DeepMind Releases AlphaGenome — Unified DNA Sequence Model

Summary

Google DeepMind released AlphaGenome, a unified model that accepts up to one megabase of DNA sequence and jointly predicts gene expression, chromatin accessibility, transcription factor binding, splicing patterns, and 3D chromatin contact maps at single-base-pair resolution. Evaluated on 24 regulatory genomics benchmarks, AlphaGenome outperformed all prior specialized models on 22, with a public API opened for non-commercial research use at launch and open code released in January 2026.

What Happened

Regulatory genomics — understanding which DNA sequences control when and where genes are active — had been fragmented across dozens of specialized models, each trained to predict one phenotype from sequence. Enformer (DeepMind, 2021) had been the state of the art for gene expression prediction; separate architectures handled splicing, chromatin structure, and transcription factor binding. AlphaGenome was designed to replace this patchwork with a single model trained jointly on all tasks simultaneously.

The architecture took a megabase window of DNA — long enough to include most regulatory elements affecting a gene — and processed it through a transformer backbone trained on thousands of ENCODE and Roadmap Epigenomics tracks across dozens of cell types. The joint training setup proved critical: by learning the relationships between regulatory phenotypes (e.g., how transcription factor binding influences chromatin accessibility influences expression), the model achieved better performance on each individual task than models trained on that task alone.
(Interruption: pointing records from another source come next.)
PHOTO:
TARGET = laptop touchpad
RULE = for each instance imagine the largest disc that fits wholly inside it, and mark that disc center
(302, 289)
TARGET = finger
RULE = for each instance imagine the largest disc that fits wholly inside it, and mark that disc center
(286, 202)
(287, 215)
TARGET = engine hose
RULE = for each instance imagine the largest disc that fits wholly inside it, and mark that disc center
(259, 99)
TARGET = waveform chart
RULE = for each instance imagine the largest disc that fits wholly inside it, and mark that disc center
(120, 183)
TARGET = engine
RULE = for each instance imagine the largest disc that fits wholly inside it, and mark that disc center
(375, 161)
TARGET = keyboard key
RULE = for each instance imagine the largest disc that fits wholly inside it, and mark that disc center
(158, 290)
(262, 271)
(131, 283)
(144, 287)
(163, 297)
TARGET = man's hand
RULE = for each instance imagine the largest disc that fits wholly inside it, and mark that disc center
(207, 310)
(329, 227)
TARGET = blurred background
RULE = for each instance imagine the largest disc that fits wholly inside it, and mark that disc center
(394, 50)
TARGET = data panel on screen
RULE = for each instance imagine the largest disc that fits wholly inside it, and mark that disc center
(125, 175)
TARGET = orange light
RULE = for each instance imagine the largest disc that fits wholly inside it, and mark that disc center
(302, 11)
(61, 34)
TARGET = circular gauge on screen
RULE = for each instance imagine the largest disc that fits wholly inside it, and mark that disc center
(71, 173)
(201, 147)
The single-base-pair resolution output was a notable technical achievement. Prior models operated at coarser genomic resolution, limiting their ability to predict the precise location of regulatory elements or the exact exon-intron boundaries required for splicing prediction. AlphaGenome's fine-grained predictions enabled direct comparison with saturation genome editing experiments — massively parallel assays that measure the effect of every possible single-nucleotide variant in a regulatory region.

The API launch gave non-commercial researchers access to predictions across all supported cell types without needing to run the model locally. Open-source code followed in January 2026 alongside the Nature publication.

Why It Matters

The shift from single-task regulatory models to a unified architecture mirrored the transformation that large language models had brought to NLP: a generalist trained jointly on many tasks routinely exceeded specialists. For regulatory genomics, the implications were significant because the diseases most resistant to treatment — including most cancers and complex common diseases — involve regulatory dysfunction rather than protein-coding mutations. Most human genetic variation identified in genome-wide association studies falls in non-coding regulatory regions whose functional consequences are poorly understood. A model that accurately predicts regulatory phenotypes from sequence could, in principle, translate statistical genetic associations into mechanistic understanding and therapeutic hypotheses at scale.